St. Gerald's Shanjero Secondary School is located in Kakamega County, Kenya. There are 377 students enrolled here, of which 196 are boys and 181 are girls. The school employs 17 teachers and nine support staff.

School days begin early at 6am as students start trickling through the front gate. They're expected to meet in their separate classrooms for the assignment of cleaning chores like sweeping, picking up litter, and cleaning latrines. An hour's lunch is sandwiched by morning and afternoon classes.


The school is connected to an unreliable water pipeline, for which they pay 10,000 shillings a month. As parents encounter hardships and can't pay their children's school fees, the school struggles to pay bills. Times can get so hard that the school can't pay the bill for piped water. But even when they do, it's not uncommon for the system to break down for days at a time.

When the inevitable breakdown or unpaid month occurs, students must walk four kilometers away to the nearest water source. What's worse, is this water source is totally open to contamination. After drinking water from this spring, students suffer from stomachaches, headaches, and diarrhea - often forcing them to miss school.


The school has six latrines for each gender, but they boys' latrines are almost full. These latrines, including the girls' are in a poor state. Plus, the water crisis at this school forces them to prioritize water use; drinking is always more important than cleaning, and those priorities are obvious when inspecting the sanitation conditions.

There is one hand-washing station. Principal Kizito Ingabi said, "The health situation in our school is not good, since in most cases we consume dirty and unsafe water from a running stream. The inadequate water has also lowered the standards of hygiene in our school."

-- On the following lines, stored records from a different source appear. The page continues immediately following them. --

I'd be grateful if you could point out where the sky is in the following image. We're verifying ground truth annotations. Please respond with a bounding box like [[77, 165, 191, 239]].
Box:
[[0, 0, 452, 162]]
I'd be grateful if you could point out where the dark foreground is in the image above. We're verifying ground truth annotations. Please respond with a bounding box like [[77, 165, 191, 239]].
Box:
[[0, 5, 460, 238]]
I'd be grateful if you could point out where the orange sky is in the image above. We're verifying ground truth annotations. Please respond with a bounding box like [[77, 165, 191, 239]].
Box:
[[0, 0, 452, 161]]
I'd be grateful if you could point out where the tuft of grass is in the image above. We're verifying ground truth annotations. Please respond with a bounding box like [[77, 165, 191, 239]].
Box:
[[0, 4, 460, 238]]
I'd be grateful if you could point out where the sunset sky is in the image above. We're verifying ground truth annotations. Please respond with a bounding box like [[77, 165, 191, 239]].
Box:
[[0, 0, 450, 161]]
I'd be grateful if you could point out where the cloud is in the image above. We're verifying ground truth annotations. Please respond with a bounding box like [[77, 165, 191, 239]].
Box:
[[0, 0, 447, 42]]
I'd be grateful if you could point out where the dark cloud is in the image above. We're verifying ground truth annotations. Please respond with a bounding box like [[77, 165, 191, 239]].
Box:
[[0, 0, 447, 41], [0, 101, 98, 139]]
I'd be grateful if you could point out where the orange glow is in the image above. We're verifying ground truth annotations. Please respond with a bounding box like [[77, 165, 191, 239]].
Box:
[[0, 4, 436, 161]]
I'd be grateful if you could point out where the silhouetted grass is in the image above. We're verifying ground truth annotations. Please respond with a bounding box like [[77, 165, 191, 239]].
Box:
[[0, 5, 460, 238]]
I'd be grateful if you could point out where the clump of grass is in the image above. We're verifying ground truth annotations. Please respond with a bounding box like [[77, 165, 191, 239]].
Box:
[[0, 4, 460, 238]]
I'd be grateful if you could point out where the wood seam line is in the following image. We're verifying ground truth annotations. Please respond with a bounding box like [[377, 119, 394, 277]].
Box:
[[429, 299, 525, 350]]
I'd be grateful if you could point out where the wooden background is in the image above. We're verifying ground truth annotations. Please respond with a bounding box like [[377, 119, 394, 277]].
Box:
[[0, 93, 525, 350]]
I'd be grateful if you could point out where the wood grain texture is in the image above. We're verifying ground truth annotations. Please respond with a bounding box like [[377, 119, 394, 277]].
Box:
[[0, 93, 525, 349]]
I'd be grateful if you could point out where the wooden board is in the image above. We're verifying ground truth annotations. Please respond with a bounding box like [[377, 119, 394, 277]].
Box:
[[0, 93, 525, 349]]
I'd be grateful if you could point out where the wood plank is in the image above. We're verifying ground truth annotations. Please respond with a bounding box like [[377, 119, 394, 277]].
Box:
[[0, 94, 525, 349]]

Here's what we're going to do about it:


Training will be held for two days. The facilitator will use PHAST (participatory hygiene and sanitation transformation), ABCD (asset-based community development), CTC (child to child), lectures, group discussions, and handouts to teach health topics and ways to promote good practices within the school. The CTC method will prepare students to lead other students into healthy habits, as well as kickstart a CTC club for the school.

Hand-Washing Stations

The CTC club will oversee the new facilities, such as hand-washing stations, and make sure they are kept clean and in working condition. The two hand-washing stations will be delivered to the school, and the club will fill them with water on a daily basis and make sure there is always a cleaning agent such as soap or ash.

VIP Latrines

Two triple-door latrines will be constructed with local materials that the school will help gather. It will be up to the school to divide these six latrine doors between the students to make both boys and girls comfortable. And with a new source of water on school grounds, students and staff should have enough to keep these new latrines clean.

Rainwater Catchment Tank

A 50,000-liter rainwater catchment tank will help alleviate the water crisis at this school. The school will also help gather the needed materials such as sand, rocks, and water from the spring for mixing cement. Once finished, this tank can begin catching rainfall that will be used by the school’s students and staff.

We and the school strongly believe that with this assistance, standards will significantly improve. These higher standards will translate to better academic performance!

This project is a part of our shared program with Western Water And Sanitation Forum (WEWASAFO). Our team is pleased to provide the reports for this project (edited for readability) thanks to the hard work of our friends in Kenya.

Project Updates

July, 2019: Giving Update: Shanjero Secondary School

A year ago, your generous donation enabled us to build a rainwater catchment tank for Shanjero Secondary School in Kenya. The contributions of incredible monthly donors and others giving directly to The Water Promise allow our local teams to visit project sites throughout the year, strengthening relationships with communities and evaluating the water project over time. These consistent visits allow us to learn vital lessons and hear amazing stories. Read more…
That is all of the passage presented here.